In response to rapid declines in biodiversity nationwide, the OU has developed online platforms and activities to engage members of the public with scientific, citizen science, investigations.

As a result of various factors which have threatened biodiversity, including human pollution, agricultural pollutants, and climate change, the OU is driving its social mission in response to this complex challenge by widening opportunities for research to the general public through citizen science activities.

Contributions to biodiversity research have been led across the university by the OU’s Institute of Educational Technology (IET) and the Faculty of STEM (Science, Technology, Engineering and Maths), in two, free award-winning citizen science platforms, nQuire and iSpotnature.

With the help of the general public participating in research by contributing to interactive surveys and investigations that look into biodiversity, researchers and expert analysts at the OU are using citizen science data to improve understanding and raise awareness of the environmental consequences to declines in biodiversity, at a large scale.

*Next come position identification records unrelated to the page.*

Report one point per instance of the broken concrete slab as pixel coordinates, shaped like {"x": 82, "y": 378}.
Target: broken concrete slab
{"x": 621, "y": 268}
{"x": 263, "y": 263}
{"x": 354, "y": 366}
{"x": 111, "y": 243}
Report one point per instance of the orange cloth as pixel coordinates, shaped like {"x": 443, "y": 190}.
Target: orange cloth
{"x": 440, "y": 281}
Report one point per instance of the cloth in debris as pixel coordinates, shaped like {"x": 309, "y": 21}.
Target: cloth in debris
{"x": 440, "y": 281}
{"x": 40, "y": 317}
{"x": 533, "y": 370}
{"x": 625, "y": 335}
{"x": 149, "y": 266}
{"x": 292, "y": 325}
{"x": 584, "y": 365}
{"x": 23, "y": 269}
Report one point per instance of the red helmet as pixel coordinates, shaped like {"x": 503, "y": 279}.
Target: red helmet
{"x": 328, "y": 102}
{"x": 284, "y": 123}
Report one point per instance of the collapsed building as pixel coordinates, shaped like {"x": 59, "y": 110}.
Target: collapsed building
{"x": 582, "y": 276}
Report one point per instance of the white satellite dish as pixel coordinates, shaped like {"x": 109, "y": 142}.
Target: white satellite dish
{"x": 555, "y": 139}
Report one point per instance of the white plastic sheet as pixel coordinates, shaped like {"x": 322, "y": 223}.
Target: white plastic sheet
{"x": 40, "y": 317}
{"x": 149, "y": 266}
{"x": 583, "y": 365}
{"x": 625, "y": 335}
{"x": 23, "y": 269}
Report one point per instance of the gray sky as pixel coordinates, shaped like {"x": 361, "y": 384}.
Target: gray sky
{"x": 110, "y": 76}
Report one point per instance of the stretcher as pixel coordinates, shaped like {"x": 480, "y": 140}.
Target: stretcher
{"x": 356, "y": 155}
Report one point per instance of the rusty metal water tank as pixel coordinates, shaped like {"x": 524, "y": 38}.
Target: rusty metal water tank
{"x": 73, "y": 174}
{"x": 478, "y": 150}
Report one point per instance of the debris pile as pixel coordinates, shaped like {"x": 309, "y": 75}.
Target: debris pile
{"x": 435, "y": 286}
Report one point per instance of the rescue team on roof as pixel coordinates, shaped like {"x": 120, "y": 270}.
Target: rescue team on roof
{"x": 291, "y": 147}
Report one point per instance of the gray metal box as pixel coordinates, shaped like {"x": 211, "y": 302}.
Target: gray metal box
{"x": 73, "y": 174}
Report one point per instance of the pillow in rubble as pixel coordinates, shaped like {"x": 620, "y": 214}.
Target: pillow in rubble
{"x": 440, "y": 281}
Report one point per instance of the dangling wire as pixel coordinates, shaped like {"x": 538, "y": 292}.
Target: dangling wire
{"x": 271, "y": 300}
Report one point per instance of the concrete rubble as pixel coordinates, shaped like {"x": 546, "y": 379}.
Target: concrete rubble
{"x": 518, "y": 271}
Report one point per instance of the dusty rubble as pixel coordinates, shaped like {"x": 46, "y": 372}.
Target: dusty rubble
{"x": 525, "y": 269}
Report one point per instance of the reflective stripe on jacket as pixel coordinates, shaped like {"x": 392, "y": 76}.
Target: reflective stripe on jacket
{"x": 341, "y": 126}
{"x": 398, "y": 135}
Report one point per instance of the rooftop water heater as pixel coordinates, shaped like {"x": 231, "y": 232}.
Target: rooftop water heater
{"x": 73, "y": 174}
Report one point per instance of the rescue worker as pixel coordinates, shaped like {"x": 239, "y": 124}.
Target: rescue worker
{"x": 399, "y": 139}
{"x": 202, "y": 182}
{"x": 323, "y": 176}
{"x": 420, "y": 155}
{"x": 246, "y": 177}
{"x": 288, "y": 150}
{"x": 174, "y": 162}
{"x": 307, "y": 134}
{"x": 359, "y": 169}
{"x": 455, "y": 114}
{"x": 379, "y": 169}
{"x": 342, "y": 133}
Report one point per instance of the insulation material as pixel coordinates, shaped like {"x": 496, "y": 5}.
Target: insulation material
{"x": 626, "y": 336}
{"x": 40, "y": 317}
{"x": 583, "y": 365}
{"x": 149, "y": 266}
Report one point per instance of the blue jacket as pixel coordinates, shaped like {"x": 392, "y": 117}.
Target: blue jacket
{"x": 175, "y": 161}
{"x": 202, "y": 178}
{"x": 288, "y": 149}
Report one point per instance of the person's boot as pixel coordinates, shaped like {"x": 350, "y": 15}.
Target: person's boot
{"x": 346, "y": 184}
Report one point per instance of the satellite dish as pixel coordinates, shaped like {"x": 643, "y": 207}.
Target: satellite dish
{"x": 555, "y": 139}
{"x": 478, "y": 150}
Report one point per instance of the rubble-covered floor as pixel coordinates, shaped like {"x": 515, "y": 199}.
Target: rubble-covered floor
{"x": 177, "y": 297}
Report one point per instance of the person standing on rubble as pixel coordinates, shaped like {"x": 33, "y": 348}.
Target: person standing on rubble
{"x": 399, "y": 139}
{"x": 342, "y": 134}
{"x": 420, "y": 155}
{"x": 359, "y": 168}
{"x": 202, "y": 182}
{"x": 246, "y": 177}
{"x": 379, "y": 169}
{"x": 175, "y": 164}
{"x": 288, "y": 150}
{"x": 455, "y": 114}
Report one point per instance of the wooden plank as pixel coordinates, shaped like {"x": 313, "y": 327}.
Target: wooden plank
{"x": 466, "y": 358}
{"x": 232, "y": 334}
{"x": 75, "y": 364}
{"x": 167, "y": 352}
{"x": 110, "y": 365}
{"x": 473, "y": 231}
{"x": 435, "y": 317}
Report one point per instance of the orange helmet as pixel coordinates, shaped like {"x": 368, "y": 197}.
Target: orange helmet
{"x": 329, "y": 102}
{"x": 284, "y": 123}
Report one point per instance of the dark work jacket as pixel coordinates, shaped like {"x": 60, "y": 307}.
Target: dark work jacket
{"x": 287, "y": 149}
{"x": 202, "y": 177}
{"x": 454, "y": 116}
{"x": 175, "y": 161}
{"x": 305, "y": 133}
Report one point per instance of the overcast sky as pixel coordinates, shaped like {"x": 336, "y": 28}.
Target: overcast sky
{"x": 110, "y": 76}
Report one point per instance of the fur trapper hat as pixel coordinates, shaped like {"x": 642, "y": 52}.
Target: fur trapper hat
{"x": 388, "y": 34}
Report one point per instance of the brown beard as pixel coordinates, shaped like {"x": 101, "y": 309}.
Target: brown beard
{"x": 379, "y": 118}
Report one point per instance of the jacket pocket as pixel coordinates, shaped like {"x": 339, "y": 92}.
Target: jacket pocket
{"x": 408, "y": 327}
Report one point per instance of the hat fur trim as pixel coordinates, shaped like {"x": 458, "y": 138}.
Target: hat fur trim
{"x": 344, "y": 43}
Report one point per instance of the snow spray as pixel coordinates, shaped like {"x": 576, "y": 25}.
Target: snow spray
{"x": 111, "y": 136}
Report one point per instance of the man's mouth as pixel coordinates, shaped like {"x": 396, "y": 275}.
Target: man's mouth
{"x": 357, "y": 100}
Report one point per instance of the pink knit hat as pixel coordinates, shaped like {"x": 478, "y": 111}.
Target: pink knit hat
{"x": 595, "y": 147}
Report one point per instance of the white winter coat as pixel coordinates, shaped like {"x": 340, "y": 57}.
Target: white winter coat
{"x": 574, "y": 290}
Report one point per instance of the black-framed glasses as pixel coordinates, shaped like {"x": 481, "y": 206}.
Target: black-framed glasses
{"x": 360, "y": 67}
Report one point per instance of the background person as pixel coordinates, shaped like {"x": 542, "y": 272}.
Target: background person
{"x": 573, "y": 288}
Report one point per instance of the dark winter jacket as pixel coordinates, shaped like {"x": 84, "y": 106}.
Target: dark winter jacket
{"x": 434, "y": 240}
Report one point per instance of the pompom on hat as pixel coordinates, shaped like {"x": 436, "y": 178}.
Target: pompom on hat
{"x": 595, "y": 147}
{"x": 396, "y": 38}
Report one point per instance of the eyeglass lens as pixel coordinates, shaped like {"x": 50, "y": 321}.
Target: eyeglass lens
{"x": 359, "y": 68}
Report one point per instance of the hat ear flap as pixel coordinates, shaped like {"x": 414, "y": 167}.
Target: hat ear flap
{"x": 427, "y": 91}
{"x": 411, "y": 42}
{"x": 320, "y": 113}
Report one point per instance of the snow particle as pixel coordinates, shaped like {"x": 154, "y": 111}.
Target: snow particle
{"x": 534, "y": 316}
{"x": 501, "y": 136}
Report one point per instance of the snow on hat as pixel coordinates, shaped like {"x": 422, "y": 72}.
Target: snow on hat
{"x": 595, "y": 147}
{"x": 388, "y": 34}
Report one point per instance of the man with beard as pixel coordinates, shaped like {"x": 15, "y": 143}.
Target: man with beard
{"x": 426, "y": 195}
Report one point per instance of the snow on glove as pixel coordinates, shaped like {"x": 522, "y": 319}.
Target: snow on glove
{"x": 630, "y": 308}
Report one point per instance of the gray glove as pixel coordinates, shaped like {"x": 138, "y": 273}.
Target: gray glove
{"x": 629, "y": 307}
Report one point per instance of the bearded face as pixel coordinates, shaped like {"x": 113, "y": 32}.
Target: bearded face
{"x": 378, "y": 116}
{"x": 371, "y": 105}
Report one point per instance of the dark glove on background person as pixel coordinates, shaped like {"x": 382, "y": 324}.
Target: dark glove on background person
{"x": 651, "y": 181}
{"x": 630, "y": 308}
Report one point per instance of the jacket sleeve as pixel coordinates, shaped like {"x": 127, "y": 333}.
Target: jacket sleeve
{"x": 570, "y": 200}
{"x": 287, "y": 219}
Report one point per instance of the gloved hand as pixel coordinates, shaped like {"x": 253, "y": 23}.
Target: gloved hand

Discussing the recognition from the DataIQ award, Dr Christothea Herodotou, academic lead of nQuire, commented on how the OU has led efforts to make data that has been contributed by the public work for good:

“We have built platforms that have engaged more than 326,000 people with biodiversity research through two technological innovations: nQuire enabling engagement with biodiversity research that promotes awareness and learning, and iSpot through engagement with the process of data collection and species identification."

As The Open University continues to play a leading role in engaging the public, opening dialogue on societal issues, and addressing challenges in biodiversity, the design of innovative online technologies can support the engagement of the public with large scale research.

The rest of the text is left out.